The one difference was that he used the White House, a site for all Americans, including ones who didn’t vote for him, as a backdrop for his partisan rants. Critics assailed Trump for the unprecedented move, and he openly reveled in the outrage as he accepted the Republican Party’s nomination for president.
“What’s the name of that building?” Trump asked while gesturing behind him, an “own the libs”-style dig we’ve come to expect from him.
“The fact is, we’re here and they’re not,” Trump said of his political opponents.
Trump sums up his whole presidency: "We're here, and they're not" pic.twitter.com/JyaJqLUwxN
— TPM Livewire (@TPMLiveWire) August 28, 2020
In his remarks, the President vowed to “defeat” COVID-19 “and emerge better than ever before.” He bragged about tax cuts. Supreme Court justices. “The best unemployment numbers for African-Americans, Hispanic Americans, and Asian Americans ever recorded.”

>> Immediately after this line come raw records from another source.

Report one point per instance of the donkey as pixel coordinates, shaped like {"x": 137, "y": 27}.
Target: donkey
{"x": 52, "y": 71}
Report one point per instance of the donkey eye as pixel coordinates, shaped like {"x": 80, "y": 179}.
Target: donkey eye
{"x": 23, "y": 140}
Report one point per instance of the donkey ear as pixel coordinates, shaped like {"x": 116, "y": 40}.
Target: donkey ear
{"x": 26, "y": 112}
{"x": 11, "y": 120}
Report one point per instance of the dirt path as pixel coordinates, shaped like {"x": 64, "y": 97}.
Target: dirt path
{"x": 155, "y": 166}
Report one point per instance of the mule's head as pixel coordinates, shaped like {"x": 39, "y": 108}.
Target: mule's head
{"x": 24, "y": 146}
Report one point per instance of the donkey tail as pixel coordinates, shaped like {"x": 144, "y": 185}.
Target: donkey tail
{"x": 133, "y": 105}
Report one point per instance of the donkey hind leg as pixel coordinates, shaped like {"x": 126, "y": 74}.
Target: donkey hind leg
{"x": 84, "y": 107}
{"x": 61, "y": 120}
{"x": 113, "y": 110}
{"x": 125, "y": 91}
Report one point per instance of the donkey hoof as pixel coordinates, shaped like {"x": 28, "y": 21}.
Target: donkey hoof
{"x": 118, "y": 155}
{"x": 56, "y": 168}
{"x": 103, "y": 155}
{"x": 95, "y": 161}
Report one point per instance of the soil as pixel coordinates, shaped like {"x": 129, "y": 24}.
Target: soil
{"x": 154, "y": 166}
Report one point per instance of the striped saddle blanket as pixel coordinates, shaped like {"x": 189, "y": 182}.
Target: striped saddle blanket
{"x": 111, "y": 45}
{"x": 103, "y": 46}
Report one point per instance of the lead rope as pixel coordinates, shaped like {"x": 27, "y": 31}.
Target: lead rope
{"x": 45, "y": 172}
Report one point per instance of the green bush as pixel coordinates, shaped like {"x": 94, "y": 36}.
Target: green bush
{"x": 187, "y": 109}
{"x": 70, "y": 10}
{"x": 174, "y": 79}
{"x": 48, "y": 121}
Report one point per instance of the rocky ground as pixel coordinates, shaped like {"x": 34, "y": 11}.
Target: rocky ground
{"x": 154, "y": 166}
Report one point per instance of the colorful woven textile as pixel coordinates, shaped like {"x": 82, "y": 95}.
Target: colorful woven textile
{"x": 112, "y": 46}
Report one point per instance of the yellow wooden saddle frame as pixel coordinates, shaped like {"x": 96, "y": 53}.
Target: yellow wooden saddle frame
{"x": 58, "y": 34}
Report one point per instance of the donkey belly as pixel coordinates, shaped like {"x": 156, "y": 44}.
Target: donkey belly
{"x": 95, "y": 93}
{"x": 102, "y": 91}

Even his jaw-dropping and patently false claim that he’s done more for Black people since Abraham Lincoln wasn’t new.
Trump also regurgitated his attacks on China (who are “robbing our country blind” and who also caused “the China virus”), Biden (“Nobody will be safe in Biden’s America”) and cities lead by Democrats (“There’s violence and danger in the streets of in Democrat-run cities throughout America”).
“Gathered here at our beautiful and majestic White House, known all over the world is the people’s house, we cannot help but marvel at the miracle that is our great American story,” Trump said in the beginning of his speech.
But that night, it wasn’t the people’s house. It was a prop for Trump’s partisan attacks on his political enemies and yet another opportunity for him to shatter norms for his own self-aggrandizement.